Davacı işçinin talep ettiği yıpranma priminin hesaplanabilmesi için, kanunda öngörülen kayıt ve belgeleri tutma ve işçinin bilgisine sunmakla yükümlü olan işverenin sunacağı, bordrolara ve puantaj kaydı gibi çalışma esaslarını gösterir belgelere ihtiyaç duyulduğu- Davacı işçinin yaptığı işin niteliği itibariyle TİS kapsamında olup olmadığı da uyuşmazlık konusu olup, mahkemece bu hususta mahallinde keşif yapılmak suretiyle sonuca gidildiği görüldüğünden, yıpranma priminin belirlenebilmesi için, davalı işverenin elinde bulunan kayıt ve belgelere ihtiyaç bulunmakta, ayrıca muhasebe işlemi gerekmekte olduğundan ve iş yerinde kayıt tutma dolayısı ile belgeleme yükümlüsü olan işverenin sunacağı bordrolara ve kayıtlara ihtiyaç bulunduğundan, dava konusu edilen yıpranma primi alacağını belirlemesi davacı işçinin eğitim ve sosyal durumu dikkate alındığında kendisinden beklenemeyeceği gibi, söz konusu alacağın belirlenebilmesi için işverende bulunan bilgi ve belgelerin verilmesi ve tahkikata ihtiyaç duyulduğundan, mahkemece davanın belirsiz alacak davası olarak görülmesi ve davanın kabulüne karar verilmesi gerektiği-

"...Direnme yolu ile Hukuk Genel Kurulu önünde gelen uyuşmazlık, somut olayda dava konusu yıpranma primi alacağının belirsiz alacak olup olmadığı, burada varılacak sonuca göre davacının belirsiz alacak davası olarak eldeki davayı açmakta hukuki yararının bulunup bulunmadığı noktasında toplanmaktadır.

....Kural olarak kişinin alacağını belirleyebilmesi için aynı zamanda belgeye bağlama yetkisinin olması veya bu konuda belge düzenlenip kendisine verilmesi gerekir. 

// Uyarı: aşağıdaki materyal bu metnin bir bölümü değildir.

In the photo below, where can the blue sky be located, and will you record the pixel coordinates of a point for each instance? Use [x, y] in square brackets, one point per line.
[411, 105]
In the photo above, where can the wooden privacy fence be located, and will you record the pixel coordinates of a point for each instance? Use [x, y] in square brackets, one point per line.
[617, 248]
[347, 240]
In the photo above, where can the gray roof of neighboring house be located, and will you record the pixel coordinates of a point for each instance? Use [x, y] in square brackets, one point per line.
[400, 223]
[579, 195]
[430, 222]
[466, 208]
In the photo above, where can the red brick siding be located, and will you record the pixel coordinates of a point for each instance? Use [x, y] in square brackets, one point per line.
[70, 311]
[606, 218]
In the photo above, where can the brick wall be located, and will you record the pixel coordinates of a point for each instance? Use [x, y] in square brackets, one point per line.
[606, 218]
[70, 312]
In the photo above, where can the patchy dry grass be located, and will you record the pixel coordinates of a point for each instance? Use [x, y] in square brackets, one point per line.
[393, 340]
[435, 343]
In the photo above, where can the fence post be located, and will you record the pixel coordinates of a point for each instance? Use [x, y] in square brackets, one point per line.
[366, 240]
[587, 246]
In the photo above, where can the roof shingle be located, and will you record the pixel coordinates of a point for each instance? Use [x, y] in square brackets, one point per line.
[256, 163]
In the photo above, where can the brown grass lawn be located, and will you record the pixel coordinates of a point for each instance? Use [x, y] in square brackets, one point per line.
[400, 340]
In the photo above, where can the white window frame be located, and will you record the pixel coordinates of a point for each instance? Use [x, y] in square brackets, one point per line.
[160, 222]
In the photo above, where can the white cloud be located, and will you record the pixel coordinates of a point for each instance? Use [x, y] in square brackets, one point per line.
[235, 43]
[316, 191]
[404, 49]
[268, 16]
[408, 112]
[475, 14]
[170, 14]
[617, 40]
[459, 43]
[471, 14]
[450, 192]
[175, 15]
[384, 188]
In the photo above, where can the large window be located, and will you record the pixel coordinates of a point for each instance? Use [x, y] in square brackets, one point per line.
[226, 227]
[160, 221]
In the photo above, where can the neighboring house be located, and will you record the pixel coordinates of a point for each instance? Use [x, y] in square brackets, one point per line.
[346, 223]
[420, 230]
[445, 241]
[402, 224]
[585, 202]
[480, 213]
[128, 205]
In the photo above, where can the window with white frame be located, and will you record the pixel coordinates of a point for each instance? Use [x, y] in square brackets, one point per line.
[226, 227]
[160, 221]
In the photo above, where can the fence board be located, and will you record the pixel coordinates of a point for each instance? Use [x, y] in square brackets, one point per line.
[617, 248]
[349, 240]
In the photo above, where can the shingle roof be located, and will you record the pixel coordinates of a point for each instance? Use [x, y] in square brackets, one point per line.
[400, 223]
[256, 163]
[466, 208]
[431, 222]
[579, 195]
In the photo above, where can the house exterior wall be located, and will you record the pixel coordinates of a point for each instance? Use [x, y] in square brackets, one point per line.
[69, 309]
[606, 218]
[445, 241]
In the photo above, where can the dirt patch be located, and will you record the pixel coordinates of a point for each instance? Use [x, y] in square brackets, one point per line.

4857 sayılı İş Kanunu'nun 8’inci maddesinin 3’üncü fıkrası ile işverene yazılı sözleşme yapılmayan hâllerde en geç iki ay içinde genel ve özel çalışma koşullarını, günlük ya da haftalık çalışma süresini, temel ücreti ve varsa ücret eklerini, ücret ödeme dönemini, süresi belirli ise sözleşmenin süresini, fesih hâlinde tarafların uymak zorunda oldukları hükümleri gösteren yazılı bir belgeyi işçiye verme yükümlülüğü getirilmiştir. 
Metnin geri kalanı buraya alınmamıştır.